West tower, nave with clerestory and 2 aisles with integral west porches, apsidal chancel. Coursed and squared stone with leaded roofs. 6-stage west tower with clasping buttresses, all enriched with blind traceried arcading and quatrefoil bands. Outer and central pilasters and canopied niches carrying statues. 4th and 5th stages have paired ogee windows, mainly blind. Paired ogee lights to bell chamber above. Crocketted pinnacles to parapet, and heavy octagonal angle turrets, all overlaid with blind tracery. Aisles divided into bays by tall buttresses surmounted by crocketted pinnacles; deep moulded arched doorway in NW bay with statue in canopied pinnacles; deep moulded arched doorway in NE bay with statue in canopied niche over. Plainer south porch as western bay of aisle, added and dated 1822. 4-light Perpendicular windows to aisles, and 2-light clerestory windows, but single Decorated window to SE aisle. Perpendicular chancel, hood moulds with fleurons and elaborate corbels to 3 and 4-light windows.

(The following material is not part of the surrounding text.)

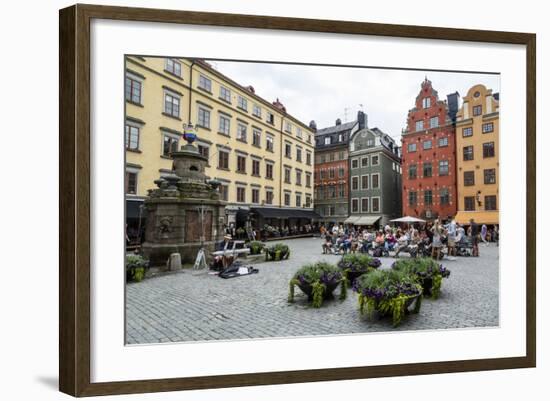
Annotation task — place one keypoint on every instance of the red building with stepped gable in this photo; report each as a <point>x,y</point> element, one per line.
<point>429,156</point>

Nave with aisle-less western bay (the ante-nave, added in the C15 remodelling of the church), and Decorated arcade of 6 bays with octagonal piers and double chamfered arches. Cambered trusses to roof with cusped braces and decorated spandrels. Square panelled ceiling, with bosses at principal points and at centre of each truss. Heavy stone corbels between arches, some carrying statues, said to have been added 1867, restoring or replacing those associated with the C14 roof. Hollow chamfered chancel arch carried on corbels with traceried canopy forming lower part of respond, was formerly the east wing, and traces of its tracery survive in the upper section. Pained judgement day over the arch, (uncovered 1867). Low wrought iron chancel screen by the Davies brothers. Chancel with shallow kind post roof; apsidal sanctuary, with richly worked stone sedilia, and reredos by Thomas Graham Jackson, 1914. Statues in canopied niches to either side. Stone effigy of Bishop Bellot, d1596, built into sill of S window. North aisle chapel dedicated and furnished as war memorial chapel, 1919.

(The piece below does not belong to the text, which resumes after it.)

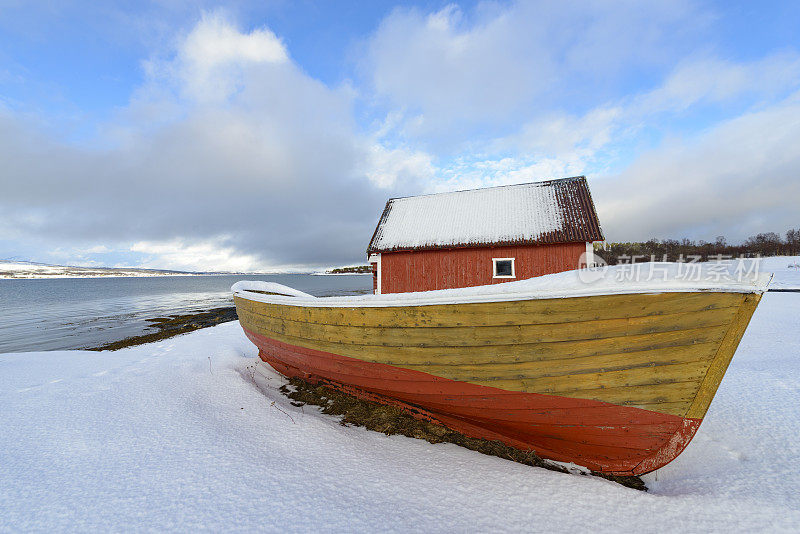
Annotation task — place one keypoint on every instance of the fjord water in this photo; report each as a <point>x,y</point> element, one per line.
<point>74,313</point>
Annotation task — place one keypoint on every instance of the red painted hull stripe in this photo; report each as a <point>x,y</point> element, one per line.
<point>599,435</point>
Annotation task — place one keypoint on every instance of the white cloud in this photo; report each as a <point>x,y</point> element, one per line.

Stained glass: Medallions from 1841 glazing scheme by David Evans in N chancel; E windows, 1914, James Powell and sons; 3 N aisle windows by Tower (dedication dates of 1898, 1910 and 1913); Burne-Jones (removed from the now-demolished church of Saint John in 1988). West tower window: Royal Welsh Fusiliers memorial, Clayton and Bell, 1894. S aisle windows from a series, largely by Tower (1891, 1902, 1920) with one signed by Kempe.

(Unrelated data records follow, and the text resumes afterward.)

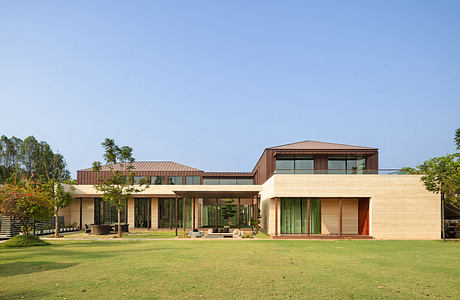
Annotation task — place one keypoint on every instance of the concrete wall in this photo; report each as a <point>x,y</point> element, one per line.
<point>330,216</point>
<point>400,206</point>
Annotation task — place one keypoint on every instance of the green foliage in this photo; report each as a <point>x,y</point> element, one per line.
<point>457,138</point>
<point>25,200</point>
<point>30,159</point>
<point>26,240</point>
<point>118,185</point>
<point>441,174</point>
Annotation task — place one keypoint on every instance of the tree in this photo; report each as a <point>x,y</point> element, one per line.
<point>9,157</point>
<point>457,138</point>
<point>56,174</point>
<point>25,201</point>
<point>118,186</point>
<point>440,175</point>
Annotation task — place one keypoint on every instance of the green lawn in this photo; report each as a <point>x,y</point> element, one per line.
<point>210,269</point>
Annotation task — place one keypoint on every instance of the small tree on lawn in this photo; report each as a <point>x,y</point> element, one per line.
<point>118,186</point>
<point>25,201</point>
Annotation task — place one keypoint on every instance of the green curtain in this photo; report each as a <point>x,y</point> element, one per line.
<point>294,215</point>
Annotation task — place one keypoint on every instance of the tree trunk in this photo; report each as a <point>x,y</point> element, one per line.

Monuments: Wall tablet in chancel to Thomas and Arabella Middleton, (d.1754 and 1756), by Roubiliac; other wall tablets in chancel include William Lloyd, (d.1793), by Westmacott N aidle: Ann Fryer, (d 1817), Westmacott; Pulestone family memorials by P M Van Gelder and C Bromfield, and Mary Myddleton, (d.1742), by Roubiliac.